1970/1980
January 13 - February 24, 2018















The year 2018, which opens with a cold, snowy Montreal, marks the 30th anniversary of Galerie Trois Points. Dynamic and strongly rooted in the present, the gallery wishes to take advantage of this moment to celebrate older but still highly current practices. It is with great pleasure that we go back to the years 1970-1980 of Richard Mill’s practice, revisiting the production of this uncompromising and precursor artist, faithful to the gallery since its very beginning.
Irreducible – and sometimes insubordinate – painter, Richard Mill has established himself as one of the great artists of his time through a work of rare finesse, exceptional technique and strong intelligence.
In the past as well as today, Mill works almost exclusively on large formats: the painting is measured to the man in all its height.
For Richard Mill, the 1970s is the decade of large black monochromatic paintings, a minimalism clearly influenced by the American school. Very early, the artist immersed himself in painting whose means and pitfalls he clearly understands. As Gilles Daigneault pointed out in Le Devoir in 1982, Mill “subtly animates the surface by multiplying the reading fields with references to history, that of painting as his own”. The 1970s, for Richard Mill, are those of sometimes risky exhibitions that have shocked many, at Joliet (Quebec) and Curzi (Montreal) galleries ; these are the years of important solo exhibitions among which those at the Museum of Contemporary Art of Montreal, the Musée du Québec (now Musée national des beaux-arts du Québec) and at the Canadian Cultural Center in Paris.
The 1980’s will see in Mill a burst of the surface – remaining as objective – and the introduction of color. The artist is still innovating: the painting is being worn by a much more geometrical organization, structured with colorful triangular and rectangular shapes, separated by thin bands of raw canvas, spared from painting. Mill dares to intermingle interventions evoking abstract expressionism with others recalling the post-painterly abstraction of Kenneth Noland or Morris Louis.

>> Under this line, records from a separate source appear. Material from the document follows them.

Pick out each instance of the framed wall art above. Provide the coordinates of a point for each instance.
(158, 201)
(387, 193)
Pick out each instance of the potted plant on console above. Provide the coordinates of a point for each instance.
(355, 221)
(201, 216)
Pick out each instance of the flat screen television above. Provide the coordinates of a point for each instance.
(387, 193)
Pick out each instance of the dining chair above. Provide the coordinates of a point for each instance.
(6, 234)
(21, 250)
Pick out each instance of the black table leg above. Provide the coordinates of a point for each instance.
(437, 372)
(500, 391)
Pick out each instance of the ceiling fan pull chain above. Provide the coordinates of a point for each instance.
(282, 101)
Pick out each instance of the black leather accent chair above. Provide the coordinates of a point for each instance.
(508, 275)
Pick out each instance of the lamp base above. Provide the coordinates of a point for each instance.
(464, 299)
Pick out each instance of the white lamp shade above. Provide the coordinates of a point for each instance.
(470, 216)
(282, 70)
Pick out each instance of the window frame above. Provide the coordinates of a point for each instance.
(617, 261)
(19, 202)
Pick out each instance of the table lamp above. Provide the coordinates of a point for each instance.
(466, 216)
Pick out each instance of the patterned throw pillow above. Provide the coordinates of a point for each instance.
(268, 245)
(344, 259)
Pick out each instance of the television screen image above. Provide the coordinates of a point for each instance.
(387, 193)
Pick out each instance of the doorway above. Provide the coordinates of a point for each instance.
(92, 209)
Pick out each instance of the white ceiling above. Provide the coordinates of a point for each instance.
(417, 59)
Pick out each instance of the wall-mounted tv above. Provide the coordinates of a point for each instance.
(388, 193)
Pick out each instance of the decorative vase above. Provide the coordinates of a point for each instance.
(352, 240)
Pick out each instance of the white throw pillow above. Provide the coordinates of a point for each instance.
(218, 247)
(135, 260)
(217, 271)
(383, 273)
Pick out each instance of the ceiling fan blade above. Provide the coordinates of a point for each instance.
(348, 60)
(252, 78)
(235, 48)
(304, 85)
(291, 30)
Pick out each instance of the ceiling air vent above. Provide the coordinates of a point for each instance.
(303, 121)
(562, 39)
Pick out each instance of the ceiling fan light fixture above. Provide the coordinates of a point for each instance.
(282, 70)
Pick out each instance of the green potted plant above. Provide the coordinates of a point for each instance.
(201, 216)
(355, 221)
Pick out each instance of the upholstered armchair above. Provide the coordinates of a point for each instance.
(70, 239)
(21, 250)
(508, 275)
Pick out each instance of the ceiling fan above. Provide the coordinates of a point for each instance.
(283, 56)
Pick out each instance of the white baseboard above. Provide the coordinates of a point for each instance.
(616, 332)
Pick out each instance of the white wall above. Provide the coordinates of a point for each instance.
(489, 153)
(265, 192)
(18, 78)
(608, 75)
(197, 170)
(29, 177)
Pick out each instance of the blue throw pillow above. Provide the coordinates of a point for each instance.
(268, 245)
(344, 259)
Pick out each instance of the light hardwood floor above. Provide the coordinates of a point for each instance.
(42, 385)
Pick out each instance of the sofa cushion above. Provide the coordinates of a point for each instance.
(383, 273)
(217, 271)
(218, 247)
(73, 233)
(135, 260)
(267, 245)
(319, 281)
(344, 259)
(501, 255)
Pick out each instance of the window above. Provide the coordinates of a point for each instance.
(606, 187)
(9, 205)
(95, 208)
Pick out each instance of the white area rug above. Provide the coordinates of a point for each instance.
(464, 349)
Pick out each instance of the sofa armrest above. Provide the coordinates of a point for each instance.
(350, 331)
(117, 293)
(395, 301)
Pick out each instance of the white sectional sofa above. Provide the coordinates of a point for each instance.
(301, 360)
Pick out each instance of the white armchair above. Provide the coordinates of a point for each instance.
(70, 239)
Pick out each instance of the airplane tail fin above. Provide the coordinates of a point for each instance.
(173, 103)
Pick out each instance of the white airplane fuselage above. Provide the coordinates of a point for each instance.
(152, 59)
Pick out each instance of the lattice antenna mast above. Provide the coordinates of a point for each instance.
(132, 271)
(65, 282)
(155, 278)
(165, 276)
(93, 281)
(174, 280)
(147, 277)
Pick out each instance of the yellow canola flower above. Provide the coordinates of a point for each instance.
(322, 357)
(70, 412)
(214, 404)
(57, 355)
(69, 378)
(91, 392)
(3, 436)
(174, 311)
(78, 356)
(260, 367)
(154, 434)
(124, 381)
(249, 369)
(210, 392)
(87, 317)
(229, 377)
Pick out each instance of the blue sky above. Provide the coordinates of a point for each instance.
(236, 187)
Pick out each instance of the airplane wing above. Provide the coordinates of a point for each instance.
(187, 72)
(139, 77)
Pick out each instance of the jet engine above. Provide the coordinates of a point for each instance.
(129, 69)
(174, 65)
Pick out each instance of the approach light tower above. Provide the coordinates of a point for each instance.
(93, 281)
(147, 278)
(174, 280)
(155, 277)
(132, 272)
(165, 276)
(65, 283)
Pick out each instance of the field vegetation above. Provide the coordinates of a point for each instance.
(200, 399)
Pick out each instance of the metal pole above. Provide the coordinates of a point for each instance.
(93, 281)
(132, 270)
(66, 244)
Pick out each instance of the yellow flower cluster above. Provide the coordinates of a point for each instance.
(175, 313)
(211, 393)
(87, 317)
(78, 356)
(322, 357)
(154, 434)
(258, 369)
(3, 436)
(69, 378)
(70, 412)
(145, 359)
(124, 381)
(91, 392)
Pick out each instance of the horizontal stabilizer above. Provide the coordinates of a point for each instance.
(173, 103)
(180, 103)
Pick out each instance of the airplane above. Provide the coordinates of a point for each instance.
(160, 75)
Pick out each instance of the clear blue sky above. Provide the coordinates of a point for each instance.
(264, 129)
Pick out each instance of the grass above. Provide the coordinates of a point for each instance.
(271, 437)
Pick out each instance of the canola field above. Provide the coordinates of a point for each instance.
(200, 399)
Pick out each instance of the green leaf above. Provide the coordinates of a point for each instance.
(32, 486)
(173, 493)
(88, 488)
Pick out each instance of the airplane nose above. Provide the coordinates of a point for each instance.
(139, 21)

Born in Quebec City in 1949, Richard Mill lives and works there. Considered one of the most important painters of his generation, his works are part of major private, public and museum collections, namely those of the Museum of Contemporary Art of Montreal, the Musée national des beaux-arts du Québec, the Montreal Museum of Fine Arts, the Joliette Museum of Art, the Rimouski Regional Museum and the Canada Art Bank.